The taxation burden on Pakistan’s salaried group has significantly increased in recent years as the government focuses on what is commonly referred to as “soft targets.” While striving to boost the tax-to-GDP ratio, the government has been frequently criticized for its focus on taxing Pakistan’s formal sectors and insufficient efforts to target the informal sectors.
The government implemented a higher income tax rate of up to 35% in the 2024-25 budget, which affected the salaried class.
The budget documents state that the revised income tax brackets for salaried individuals took effect in 2024. If the annual salary exceeds Rs 600,000, these new brackets apply to wages paid on or after July 1, 2024.
There would be no alteration for salaried taxpayers with an annual income of up to Rs 600,000, as the income range will continue to be subject to a 0% tax rate.
However, numerous analysts contend that it would have a direct effect on the net income of the salaried class, which is burdened by inflation.
The salaried class believes that the government has yet to successfully impose taxes on wealthy individuals, who have been reaping the advantages of tax exemptions and reduced tax rates. Instead, the government has made it even harder for the salaried class to cover the expenses of daily life.
Salary Exemption Threshold And Burdened Salary Class
The salary exemption threshold has remained constant at Rs 50,000 per month for the past three years. Nevertheless, the government has proposed substantial modifications to taxable income exceeding that limit, which would directly affect persons who get a fixed salary. This step is expected to generate an additional Rs75bn.

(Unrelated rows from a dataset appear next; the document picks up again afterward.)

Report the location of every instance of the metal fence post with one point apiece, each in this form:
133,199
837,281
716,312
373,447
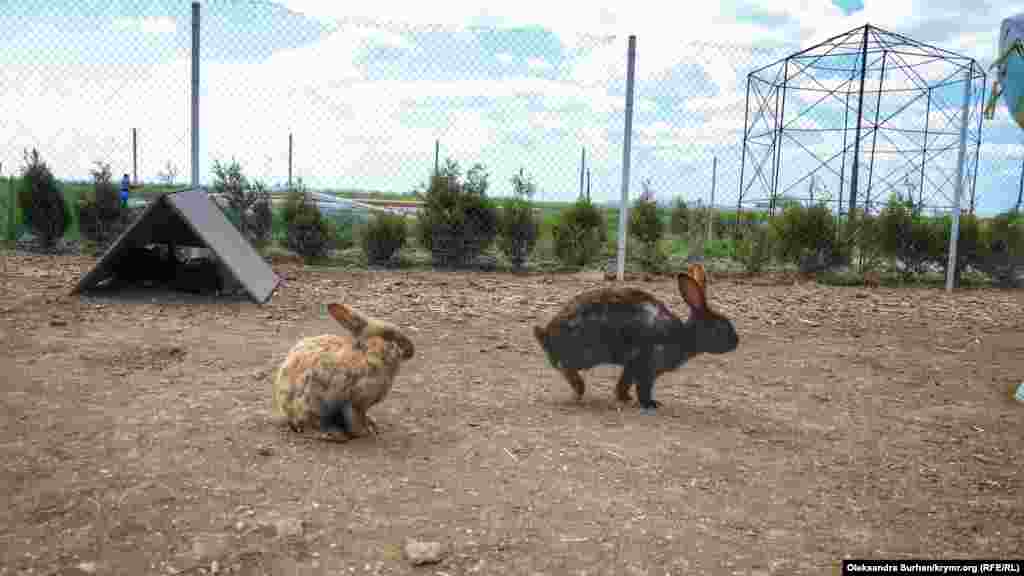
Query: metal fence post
624,205
961,157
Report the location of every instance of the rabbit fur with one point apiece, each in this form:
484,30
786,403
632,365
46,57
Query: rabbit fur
631,328
328,382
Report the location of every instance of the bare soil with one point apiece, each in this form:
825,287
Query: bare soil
852,422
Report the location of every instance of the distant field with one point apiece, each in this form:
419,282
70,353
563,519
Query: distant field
548,210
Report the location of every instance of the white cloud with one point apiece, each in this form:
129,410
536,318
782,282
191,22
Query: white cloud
359,132
146,25
539,65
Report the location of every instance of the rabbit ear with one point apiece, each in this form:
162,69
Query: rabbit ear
347,318
696,272
692,292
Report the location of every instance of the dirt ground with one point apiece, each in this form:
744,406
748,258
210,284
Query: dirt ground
852,422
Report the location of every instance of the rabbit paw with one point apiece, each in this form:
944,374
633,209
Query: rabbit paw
649,409
371,425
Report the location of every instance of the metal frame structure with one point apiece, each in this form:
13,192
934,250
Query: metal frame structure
850,72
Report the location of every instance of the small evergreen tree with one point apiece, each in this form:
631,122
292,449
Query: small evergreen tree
383,236
458,221
43,205
580,234
519,229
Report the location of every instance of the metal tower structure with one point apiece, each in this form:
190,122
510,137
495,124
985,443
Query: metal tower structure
867,113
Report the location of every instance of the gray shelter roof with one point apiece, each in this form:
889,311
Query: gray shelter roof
189,217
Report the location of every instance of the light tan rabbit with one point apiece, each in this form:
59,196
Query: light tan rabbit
328,382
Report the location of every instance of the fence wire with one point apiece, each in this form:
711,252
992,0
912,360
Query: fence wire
363,106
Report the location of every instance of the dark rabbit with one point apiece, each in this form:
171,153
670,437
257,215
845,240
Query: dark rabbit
631,328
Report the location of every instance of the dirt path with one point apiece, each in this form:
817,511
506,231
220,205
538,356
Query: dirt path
134,436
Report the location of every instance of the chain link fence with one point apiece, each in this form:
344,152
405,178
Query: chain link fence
356,108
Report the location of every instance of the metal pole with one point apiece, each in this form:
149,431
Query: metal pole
711,206
583,170
11,212
855,174
1020,191
977,149
778,142
875,136
742,155
624,205
954,233
134,154
924,152
195,87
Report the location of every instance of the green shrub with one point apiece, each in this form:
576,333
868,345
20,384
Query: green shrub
42,202
580,234
342,229
458,221
802,232
250,202
970,244
261,217
382,237
907,236
680,217
1005,234
646,227
308,234
293,202
100,214
719,248
518,229
755,248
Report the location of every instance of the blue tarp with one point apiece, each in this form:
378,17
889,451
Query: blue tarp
1011,74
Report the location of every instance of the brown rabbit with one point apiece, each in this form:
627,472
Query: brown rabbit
633,329
330,381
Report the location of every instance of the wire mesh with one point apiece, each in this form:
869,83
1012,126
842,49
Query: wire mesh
359,105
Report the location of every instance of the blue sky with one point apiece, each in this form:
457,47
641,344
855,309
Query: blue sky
367,89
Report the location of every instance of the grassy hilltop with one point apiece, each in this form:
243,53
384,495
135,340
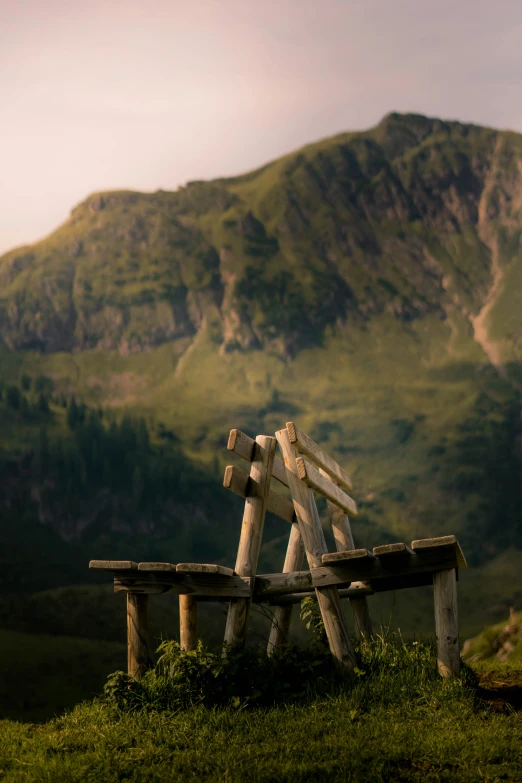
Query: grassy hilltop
367,286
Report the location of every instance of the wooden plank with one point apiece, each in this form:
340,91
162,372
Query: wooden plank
188,622
366,569
113,565
138,659
239,482
282,615
305,445
271,585
315,546
356,590
446,623
203,568
343,537
251,535
392,550
243,446
207,586
423,545
353,554
311,476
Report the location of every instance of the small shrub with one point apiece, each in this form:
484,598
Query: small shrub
242,678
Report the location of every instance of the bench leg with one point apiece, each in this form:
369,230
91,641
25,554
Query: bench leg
282,616
361,617
446,622
138,658
188,622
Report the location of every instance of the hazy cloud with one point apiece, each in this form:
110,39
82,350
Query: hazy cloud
149,94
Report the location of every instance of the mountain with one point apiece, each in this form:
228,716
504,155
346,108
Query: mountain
368,286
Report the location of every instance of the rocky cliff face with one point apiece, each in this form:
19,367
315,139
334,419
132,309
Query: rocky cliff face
415,216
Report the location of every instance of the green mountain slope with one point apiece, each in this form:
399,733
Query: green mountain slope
365,286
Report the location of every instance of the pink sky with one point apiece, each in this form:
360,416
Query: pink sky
146,95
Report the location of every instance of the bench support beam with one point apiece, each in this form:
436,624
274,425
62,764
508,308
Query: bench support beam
446,622
138,658
188,622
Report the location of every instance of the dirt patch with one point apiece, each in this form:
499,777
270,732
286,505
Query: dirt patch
501,690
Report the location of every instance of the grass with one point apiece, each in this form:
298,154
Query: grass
397,721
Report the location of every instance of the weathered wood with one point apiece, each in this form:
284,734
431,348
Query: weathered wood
372,570
272,585
305,445
113,565
446,622
282,615
188,622
207,586
429,545
243,446
352,554
356,590
391,550
343,537
311,476
315,546
251,535
138,659
185,568
203,568
239,482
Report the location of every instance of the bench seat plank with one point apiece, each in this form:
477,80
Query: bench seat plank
113,565
347,554
210,586
430,545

According to the Finance Bill 2024, the monthly tax rate for salary class earners has been doubled from Rs 50,000 to Rs 100,000. The proposed hike will result in a doubling of the tax rate, from 2.5% to 5%, on all income received above Rs 50,000 in this group.
Meanwhile, employees with a monthly salary ranging from Rs 100,000 to Rs200,000 will now be subject to a 15% tax rate instead of the previous 12.2% on any amount beyond Rs100,000. Additionally, they will be required to pay a fixed amount of Rs 30,000 per year instead of the earlier Rs 15,000.
The monthly tax rate for those earning between Rs200,000 and Rs 366,000 has increased from 22.5% to 25%. In addition, the fixed amount has been raised from Rs 165,000 to Rs 180,000 every year.
Income between Rs 266,000 and Rs 342,000 would now be subject to a higher tax rate of 30%, as opposed to the previous rate of 27.5%. In addition, the flat tax has been increased to Rs 430,000 per year from Rs 300,000 per year.
Finally, the highest two slabs have been combined, resulting in an increased tax obligation for those who fall within the lower range of the new tax band. A 35% tax rate will be imposed on monthly incomes that exceed Rs 342,000. Previously, this tax rate was only applied to monthly salaries above Rs 1 million. To make the taxes more reasonable, the fixed amount payable per year for individuals in this tax category has been reduced by Rs 395,000.
Salaried individuals ranked as the fourth most significant donors to withholding taxes, following contractors, bank depositors, and importers. For the second time in a year, the government raised taxes on individuals whose monthly salary exceeded Rs 200,000 in the budget.
The IMF has advised Pakistan to reduce the number of tax brackets for the salaried and business class from seven to four. If this proposal is approved, it will negatively impact the middle and upper-middle-income categories. The recommendation was suggested by an IMF technical delegation that concluded its two-week assessment of Pakistan’s tax policies in December.
The tax burden on the salaried class has been augmented when inflation persists at one of its highest levels, and individuals’ purchasing power has notably diminished due to a substantial rise in costs for electricity, gas, heating, and food. This has made it hard for the salaried class to cover their daily expenses as most of their salaries are gone in taxes. They work the whole month to get their wages, and in the end, a big part of it goes into paying taxes. With the high inflation rate in Pakistan, it becomes difficult to cover the whole month’s expenses with the rest of the salary.